Date Approved

2016

Degree Type

Open Access Thesis

Degree Name

Master of Science (MS)

Department or School

Health Sciences

Committee Member

Irwin G. Martin

Committee Member

Stephen Sonstein

Committee Member

Colleen Croxall

Abstract

Multiple sclerosis (MS) is a chronic, unpredictable and crippling neuro-inflammatory disease, affecting an estimated 2.3 million individuals worldwide and 300,000 to 350,000 people in the U.S. MS is the second most costly chronic condition to treat.

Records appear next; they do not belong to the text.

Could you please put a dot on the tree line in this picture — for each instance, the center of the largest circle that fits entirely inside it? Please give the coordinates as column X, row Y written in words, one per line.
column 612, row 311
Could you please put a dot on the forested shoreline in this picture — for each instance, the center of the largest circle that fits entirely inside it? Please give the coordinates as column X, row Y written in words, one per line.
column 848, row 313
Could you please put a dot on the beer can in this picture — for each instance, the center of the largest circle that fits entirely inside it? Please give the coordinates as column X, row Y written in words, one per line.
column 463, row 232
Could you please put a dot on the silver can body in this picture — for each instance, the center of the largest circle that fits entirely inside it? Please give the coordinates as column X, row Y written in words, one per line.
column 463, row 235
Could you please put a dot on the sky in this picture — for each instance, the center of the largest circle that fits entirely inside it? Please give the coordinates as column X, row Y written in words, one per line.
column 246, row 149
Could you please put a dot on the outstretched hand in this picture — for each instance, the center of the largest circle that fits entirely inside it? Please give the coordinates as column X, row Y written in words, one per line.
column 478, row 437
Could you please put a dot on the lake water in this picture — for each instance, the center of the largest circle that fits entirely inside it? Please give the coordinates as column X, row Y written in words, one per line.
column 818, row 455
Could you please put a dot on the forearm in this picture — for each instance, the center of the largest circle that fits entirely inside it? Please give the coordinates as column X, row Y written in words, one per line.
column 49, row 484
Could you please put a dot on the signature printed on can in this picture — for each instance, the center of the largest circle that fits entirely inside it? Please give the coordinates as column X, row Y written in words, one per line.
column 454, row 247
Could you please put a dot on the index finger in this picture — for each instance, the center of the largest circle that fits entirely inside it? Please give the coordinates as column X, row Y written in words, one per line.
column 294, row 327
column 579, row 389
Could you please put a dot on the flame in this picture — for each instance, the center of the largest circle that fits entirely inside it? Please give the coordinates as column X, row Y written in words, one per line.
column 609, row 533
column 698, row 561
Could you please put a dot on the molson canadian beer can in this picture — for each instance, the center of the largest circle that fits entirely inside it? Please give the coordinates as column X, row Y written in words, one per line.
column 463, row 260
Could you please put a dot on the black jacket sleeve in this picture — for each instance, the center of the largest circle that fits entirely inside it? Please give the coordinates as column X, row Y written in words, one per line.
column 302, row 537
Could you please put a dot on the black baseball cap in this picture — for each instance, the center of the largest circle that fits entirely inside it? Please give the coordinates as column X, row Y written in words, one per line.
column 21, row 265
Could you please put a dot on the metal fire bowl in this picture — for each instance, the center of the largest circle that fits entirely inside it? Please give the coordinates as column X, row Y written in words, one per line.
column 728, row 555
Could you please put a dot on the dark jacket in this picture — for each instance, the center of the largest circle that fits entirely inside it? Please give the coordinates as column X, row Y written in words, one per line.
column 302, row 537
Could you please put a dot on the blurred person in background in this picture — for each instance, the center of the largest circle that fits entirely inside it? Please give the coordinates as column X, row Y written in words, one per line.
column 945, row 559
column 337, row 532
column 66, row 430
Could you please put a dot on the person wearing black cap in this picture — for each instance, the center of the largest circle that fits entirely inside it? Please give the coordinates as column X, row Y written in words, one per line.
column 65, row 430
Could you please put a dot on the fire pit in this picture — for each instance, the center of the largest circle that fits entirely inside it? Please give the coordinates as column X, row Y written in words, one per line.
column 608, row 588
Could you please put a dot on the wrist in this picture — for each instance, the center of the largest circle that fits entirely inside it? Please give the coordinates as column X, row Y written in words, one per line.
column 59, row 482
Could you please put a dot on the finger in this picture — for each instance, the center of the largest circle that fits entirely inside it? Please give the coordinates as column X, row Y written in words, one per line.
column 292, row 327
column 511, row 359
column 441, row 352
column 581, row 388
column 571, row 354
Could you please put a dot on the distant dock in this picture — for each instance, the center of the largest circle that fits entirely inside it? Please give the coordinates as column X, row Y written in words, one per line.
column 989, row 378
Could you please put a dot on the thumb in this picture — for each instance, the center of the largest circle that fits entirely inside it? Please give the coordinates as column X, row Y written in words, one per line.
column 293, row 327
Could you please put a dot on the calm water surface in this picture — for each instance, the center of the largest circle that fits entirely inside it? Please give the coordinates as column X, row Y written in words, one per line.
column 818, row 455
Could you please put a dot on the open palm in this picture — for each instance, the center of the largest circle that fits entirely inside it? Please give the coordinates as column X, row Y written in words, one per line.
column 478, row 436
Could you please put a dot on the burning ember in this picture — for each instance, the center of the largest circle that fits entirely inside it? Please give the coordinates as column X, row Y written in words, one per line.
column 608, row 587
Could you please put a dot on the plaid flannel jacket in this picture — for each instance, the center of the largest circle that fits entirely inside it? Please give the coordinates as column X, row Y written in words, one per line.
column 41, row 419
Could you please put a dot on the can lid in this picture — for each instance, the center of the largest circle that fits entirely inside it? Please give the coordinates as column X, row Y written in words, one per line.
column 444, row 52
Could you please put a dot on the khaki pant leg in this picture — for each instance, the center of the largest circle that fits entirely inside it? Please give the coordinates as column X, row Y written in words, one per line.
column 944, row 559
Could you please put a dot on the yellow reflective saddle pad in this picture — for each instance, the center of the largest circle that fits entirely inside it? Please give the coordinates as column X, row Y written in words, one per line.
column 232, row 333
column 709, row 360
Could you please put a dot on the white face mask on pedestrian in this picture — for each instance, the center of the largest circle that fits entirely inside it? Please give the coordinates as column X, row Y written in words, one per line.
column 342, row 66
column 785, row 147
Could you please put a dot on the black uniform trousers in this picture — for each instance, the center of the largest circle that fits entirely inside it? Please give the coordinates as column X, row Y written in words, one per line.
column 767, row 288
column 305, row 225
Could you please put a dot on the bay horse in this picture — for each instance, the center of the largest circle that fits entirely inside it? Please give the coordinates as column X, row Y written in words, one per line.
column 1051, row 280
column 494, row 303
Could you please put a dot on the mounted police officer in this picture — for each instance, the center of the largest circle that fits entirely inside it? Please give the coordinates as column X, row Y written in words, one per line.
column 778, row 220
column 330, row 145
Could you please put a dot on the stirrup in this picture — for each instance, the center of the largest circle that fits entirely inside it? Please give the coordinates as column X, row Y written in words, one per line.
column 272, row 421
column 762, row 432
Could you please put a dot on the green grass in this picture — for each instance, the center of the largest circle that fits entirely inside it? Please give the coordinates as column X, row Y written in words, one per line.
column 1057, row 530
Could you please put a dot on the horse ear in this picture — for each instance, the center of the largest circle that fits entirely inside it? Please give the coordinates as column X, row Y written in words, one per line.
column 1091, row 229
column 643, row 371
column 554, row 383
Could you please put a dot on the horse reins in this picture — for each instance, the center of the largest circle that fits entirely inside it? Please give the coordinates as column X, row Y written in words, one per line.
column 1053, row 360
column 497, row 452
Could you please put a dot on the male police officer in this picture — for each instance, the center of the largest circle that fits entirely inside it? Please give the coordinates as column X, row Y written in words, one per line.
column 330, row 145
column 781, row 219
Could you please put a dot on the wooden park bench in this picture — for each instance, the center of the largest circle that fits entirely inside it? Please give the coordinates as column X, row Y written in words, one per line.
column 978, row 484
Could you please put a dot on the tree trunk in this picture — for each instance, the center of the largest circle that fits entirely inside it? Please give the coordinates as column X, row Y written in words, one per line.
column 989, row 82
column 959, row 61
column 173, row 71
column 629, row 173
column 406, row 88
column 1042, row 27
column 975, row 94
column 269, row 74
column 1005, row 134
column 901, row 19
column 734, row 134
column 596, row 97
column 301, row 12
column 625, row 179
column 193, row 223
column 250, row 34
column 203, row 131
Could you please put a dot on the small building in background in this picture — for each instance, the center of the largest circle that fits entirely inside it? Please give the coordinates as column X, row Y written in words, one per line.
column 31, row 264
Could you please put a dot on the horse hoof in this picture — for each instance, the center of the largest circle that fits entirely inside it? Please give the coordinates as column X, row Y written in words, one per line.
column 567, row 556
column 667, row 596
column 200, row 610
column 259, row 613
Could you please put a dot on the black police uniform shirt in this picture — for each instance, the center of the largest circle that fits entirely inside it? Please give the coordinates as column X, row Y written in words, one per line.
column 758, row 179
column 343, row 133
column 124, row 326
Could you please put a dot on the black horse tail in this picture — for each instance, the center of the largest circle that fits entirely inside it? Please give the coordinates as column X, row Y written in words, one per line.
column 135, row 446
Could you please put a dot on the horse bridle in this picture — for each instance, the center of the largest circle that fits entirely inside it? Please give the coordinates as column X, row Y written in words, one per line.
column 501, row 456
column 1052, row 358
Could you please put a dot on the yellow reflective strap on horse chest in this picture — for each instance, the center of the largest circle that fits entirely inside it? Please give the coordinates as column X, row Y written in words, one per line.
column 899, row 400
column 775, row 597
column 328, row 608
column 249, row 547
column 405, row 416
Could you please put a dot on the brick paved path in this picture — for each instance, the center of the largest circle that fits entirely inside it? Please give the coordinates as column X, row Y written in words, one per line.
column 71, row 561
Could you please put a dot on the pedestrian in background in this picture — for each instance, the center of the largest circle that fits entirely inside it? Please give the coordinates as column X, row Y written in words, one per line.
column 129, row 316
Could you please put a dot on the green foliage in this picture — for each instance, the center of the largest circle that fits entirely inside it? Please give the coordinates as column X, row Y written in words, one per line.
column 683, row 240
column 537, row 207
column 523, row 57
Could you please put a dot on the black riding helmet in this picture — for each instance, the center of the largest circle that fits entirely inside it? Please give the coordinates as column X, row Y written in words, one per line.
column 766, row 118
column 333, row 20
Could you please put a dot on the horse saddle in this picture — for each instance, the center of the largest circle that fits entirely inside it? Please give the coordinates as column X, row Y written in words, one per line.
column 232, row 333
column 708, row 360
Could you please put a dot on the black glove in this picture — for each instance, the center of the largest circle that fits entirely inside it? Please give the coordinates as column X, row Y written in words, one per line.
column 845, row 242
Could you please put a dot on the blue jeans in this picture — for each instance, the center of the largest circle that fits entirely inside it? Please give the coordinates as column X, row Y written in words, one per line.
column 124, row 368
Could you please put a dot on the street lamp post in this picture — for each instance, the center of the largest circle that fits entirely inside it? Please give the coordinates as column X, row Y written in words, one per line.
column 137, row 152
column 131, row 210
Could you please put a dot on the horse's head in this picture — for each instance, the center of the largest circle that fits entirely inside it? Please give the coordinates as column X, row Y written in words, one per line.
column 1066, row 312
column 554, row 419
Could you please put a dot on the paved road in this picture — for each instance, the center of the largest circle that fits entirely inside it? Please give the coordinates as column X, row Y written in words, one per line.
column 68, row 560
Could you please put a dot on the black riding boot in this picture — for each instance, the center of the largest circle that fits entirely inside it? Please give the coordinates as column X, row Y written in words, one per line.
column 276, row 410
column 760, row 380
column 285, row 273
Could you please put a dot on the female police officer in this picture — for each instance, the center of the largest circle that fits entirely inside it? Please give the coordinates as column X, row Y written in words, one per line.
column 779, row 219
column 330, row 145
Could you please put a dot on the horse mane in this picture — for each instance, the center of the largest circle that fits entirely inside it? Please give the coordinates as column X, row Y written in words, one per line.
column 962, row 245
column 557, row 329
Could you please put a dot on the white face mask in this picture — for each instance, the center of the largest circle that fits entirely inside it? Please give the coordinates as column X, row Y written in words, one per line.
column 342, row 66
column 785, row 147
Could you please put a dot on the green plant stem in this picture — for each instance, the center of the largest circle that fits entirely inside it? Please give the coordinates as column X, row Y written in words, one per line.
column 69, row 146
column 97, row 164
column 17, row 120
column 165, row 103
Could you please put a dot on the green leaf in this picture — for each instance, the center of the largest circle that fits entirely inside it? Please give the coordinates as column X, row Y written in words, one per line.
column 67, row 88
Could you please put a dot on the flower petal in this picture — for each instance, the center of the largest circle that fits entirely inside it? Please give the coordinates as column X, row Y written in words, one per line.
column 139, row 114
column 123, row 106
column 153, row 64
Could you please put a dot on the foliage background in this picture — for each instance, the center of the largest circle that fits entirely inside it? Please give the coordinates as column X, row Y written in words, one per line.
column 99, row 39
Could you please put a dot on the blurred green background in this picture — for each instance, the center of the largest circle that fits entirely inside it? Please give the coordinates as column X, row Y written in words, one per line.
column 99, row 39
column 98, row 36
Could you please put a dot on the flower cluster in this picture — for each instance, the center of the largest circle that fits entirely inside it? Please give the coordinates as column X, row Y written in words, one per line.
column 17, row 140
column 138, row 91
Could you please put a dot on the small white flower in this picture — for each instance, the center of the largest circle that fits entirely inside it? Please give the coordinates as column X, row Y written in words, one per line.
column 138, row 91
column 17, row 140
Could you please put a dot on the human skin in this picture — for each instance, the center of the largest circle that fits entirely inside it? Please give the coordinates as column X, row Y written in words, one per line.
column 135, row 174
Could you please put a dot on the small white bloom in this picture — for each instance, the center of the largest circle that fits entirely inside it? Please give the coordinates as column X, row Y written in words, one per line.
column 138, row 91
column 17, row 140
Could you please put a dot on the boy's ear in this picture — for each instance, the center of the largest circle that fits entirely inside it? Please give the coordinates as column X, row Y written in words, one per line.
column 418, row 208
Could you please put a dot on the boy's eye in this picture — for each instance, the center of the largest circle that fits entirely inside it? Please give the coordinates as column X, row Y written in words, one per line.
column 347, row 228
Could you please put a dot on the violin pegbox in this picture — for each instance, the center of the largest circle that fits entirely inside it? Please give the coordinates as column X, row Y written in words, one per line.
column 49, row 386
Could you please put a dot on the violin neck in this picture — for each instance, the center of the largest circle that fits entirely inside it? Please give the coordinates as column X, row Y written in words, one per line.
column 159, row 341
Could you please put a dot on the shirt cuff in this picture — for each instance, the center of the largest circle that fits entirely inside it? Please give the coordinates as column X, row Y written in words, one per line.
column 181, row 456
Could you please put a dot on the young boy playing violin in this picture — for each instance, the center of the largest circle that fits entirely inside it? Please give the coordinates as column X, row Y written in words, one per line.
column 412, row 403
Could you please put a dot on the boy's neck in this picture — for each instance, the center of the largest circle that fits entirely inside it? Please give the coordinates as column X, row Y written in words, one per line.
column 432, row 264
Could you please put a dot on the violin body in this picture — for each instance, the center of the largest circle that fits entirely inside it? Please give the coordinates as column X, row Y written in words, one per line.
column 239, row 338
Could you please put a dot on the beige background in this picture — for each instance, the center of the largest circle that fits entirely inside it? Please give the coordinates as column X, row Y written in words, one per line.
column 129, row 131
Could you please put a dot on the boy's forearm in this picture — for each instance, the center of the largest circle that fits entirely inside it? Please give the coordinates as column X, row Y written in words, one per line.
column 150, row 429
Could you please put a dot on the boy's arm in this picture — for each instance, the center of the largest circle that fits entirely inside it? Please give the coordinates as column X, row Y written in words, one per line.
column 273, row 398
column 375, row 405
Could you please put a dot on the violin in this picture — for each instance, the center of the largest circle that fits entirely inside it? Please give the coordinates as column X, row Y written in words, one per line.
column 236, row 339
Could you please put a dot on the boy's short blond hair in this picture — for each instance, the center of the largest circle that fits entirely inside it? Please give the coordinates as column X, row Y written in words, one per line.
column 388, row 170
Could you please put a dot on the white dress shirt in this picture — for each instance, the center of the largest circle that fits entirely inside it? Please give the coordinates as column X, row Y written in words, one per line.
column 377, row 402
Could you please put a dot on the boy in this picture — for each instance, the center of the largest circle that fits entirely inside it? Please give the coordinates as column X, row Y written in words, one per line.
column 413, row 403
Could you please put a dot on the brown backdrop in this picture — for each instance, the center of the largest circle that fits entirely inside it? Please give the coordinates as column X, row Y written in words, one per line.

Given the severity of MS and its impact on patients’ lives, it is important that patients feel engaged in positive, effective communications about the disease. Because of the complexity of the diagnostic process and the patients’ need to adjust to life with MS, patients seek information from as many sources as possible to help them manage health needs. This study sought to investigate MS patient perceptions of their experiences with access to reliable and useful communications from various information sources, including health care professionals as well as the Internet and social media. The results showed that MS patients are critical to some extent of health care communication from both sources. Survey respondents overwhelmingly favored being able to obtain MS information from health care professionals as well as the Internet, but a large percentage of the respondents expressed some degree of dissatisfaction with health care communications provided by each.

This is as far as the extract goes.